Medien- und Filmgesellschaft Baden-Württemberg

MFG Star

Seit dem Jahr 2000 gibt die MFG den Nachwuchspreis MFG Star aus: Den vier nominierten Nachwuchsregisseuren winkt als Auszeichnung für ihr erstes oder zweites Werk ein Stipendium in der Villa Aurora, Los Angeles. Ihre Spielfilme werden auf dem Fernsehfilm Festival Baden-Baden präsentiert und von dem Berliner Filmjournalisten Knut Elstermann mit einem Filmgespräch begleitet.

Einreichung

Die Filme werden von Fernsehsendern vorgeschlagen, aus denen eine Auswahlkommission die vier Nominierungen benennt. Filmemacher können ihre Werke also nicht selbst einreichen. Über den Gewinner entscheidet schließlich ein Juror nach Sichtung aller vier Filme.

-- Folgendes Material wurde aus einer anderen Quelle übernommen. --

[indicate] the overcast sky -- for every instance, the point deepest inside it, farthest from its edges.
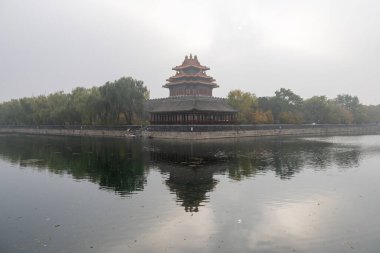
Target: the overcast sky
(321, 47)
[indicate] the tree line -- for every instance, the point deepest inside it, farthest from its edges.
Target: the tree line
(286, 107)
(122, 102)
(118, 102)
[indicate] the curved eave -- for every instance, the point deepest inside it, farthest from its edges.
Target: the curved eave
(176, 78)
(189, 66)
(168, 85)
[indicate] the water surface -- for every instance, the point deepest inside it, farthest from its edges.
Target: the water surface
(65, 194)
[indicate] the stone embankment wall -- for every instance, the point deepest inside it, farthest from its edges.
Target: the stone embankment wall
(197, 131)
(264, 130)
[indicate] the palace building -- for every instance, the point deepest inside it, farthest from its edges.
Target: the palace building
(190, 99)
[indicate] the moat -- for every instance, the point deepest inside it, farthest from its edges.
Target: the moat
(274, 194)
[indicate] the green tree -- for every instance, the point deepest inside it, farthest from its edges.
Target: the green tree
(246, 103)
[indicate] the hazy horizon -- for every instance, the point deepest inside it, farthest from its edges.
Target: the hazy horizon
(311, 47)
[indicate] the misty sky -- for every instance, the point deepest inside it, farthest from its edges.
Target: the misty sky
(321, 47)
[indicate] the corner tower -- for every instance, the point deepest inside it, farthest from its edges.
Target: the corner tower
(190, 79)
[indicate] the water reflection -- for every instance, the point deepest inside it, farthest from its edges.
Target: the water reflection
(189, 168)
(113, 164)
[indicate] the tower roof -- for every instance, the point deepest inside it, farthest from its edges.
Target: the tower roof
(191, 62)
(191, 72)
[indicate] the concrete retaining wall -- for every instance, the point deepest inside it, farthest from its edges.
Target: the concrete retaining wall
(270, 132)
(195, 132)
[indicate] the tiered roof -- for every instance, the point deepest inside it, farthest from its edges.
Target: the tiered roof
(191, 72)
(189, 103)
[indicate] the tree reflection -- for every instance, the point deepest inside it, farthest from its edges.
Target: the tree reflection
(189, 167)
(113, 164)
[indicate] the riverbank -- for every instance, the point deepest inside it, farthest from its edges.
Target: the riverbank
(195, 132)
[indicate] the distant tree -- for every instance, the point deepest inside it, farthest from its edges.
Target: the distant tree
(246, 103)
(316, 109)
(352, 104)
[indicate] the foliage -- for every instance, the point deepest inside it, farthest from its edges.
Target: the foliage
(287, 107)
(246, 103)
(115, 102)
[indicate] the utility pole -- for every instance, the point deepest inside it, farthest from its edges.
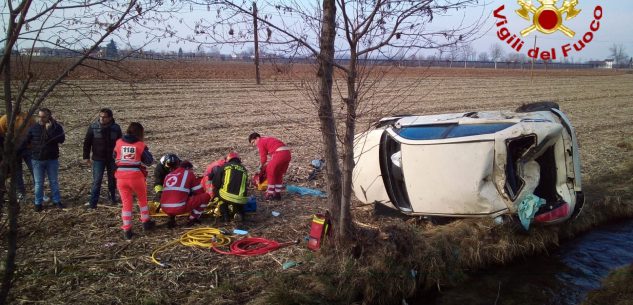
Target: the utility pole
(257, 77)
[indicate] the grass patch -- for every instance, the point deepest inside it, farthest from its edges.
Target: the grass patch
(407, 258)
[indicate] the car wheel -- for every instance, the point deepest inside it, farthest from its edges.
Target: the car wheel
(580, 202)
(537, 106)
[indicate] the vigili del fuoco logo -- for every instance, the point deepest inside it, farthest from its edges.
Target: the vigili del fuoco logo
(547, 18)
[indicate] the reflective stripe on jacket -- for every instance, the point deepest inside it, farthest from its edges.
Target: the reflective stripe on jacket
(178, 186)
(128, 158)
(234, 183)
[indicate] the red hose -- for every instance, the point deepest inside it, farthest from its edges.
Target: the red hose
(251, 246)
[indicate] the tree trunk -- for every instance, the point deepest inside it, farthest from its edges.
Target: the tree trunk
(256, 38)
(345, 218)
(8, 166)
(326, 114)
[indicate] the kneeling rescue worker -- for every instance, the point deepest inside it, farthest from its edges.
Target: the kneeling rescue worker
(167, 163)
(183, 193)
(231, 181)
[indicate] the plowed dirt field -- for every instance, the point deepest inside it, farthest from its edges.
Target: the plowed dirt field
(78, 256)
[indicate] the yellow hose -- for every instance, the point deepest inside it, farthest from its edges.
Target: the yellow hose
(202, 237)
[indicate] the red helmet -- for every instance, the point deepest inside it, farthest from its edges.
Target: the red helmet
(232, 155)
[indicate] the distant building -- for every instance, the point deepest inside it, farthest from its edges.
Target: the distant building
(602, 64)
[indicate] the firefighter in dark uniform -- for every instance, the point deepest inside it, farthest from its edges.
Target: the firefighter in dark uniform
(231, 182)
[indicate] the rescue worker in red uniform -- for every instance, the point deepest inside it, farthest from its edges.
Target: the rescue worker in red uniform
(276, 167)
(182, 193)
(166, 164)
(131, 155)
(231, 182)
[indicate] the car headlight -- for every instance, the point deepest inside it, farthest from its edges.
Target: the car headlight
(396, 159)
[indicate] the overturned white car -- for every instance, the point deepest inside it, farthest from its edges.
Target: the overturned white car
(474, 164)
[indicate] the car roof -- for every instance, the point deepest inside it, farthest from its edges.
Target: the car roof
(479, 117)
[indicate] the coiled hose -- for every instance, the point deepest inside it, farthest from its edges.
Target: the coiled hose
(202, 237)
(251, 246)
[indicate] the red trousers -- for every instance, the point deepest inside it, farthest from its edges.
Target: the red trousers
(128, 187)
(277, 167)
(195, 204)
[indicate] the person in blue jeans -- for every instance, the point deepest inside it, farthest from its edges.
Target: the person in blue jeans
(100, 139)
(44, 139)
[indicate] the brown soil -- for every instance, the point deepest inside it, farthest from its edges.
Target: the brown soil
(202, 111)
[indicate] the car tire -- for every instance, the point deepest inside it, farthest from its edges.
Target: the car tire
(537, 106)
(580, 202)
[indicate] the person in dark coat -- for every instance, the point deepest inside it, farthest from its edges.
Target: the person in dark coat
(100, 140)
(44, 139)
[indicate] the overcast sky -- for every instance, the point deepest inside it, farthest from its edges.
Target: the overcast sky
(616, 26)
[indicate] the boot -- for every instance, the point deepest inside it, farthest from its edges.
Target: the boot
(192, 222)
(148, 225)
(224, 210)
(127, 234)
(171, 222)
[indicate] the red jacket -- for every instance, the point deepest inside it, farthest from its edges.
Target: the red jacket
(129, 156)
(267, 146)
(178, 186)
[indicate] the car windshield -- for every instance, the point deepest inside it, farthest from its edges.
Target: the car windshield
(447, 131)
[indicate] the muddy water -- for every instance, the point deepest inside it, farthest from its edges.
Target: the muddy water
(561, 278)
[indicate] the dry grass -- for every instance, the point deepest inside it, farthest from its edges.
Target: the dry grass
(79, 257)
(616, 289)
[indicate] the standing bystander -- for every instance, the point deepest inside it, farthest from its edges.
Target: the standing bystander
(100, 140)
(44, 139)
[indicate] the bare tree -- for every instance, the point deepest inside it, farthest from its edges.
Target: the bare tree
(618, 53)
(483, 56)
(365, 30)
(76, 28)
(496, 53)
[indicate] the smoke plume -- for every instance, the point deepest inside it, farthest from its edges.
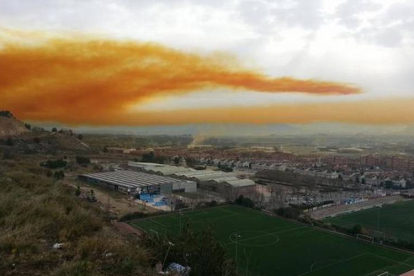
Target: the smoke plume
(78, 80)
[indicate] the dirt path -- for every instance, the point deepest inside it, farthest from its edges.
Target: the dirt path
(118, 203)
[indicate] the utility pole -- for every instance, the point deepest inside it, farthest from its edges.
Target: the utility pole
(236, 237)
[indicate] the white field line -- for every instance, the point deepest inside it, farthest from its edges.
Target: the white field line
(268, 234)
(339, 262)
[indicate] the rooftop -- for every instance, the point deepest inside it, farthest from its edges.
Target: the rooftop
(131, 179)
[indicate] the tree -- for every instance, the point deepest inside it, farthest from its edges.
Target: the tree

Die Einreichung erfolgt zunächst per DVD. Die vier nominierten Filme sollten zur Vorführung in Baden-Baden als Kopie in XDcam HD 422-Format vorliegen.
 

Die DVD-Einreichungen müssen in jedem Fall über die Redaktionen laufen und sind direkt an das FernsehfilmFestival Baden-Baden (siehe nachstehende Adresse) zu richten. Anfang Juni 2018 werden die Redaktionen seitens der Festivalleitung angeschrieben.
 

         FernsehfilmFestival Baden-Baden
         Cathrin Ehrlich
         Kommissarische Leiterin
         Friedberger Landstr. 645
         60389 Frankfurt am Main
         069 47881551
        ehrlich@fernsehfilmfestival.de

Preisträger 2018

Der Regie-Nachwuchspreis MFG-Star wurde am 30. November 2018 im Rahmen des FernsehfilmFestivals in Baden-Baden bereits zum 19. Mal vergeben.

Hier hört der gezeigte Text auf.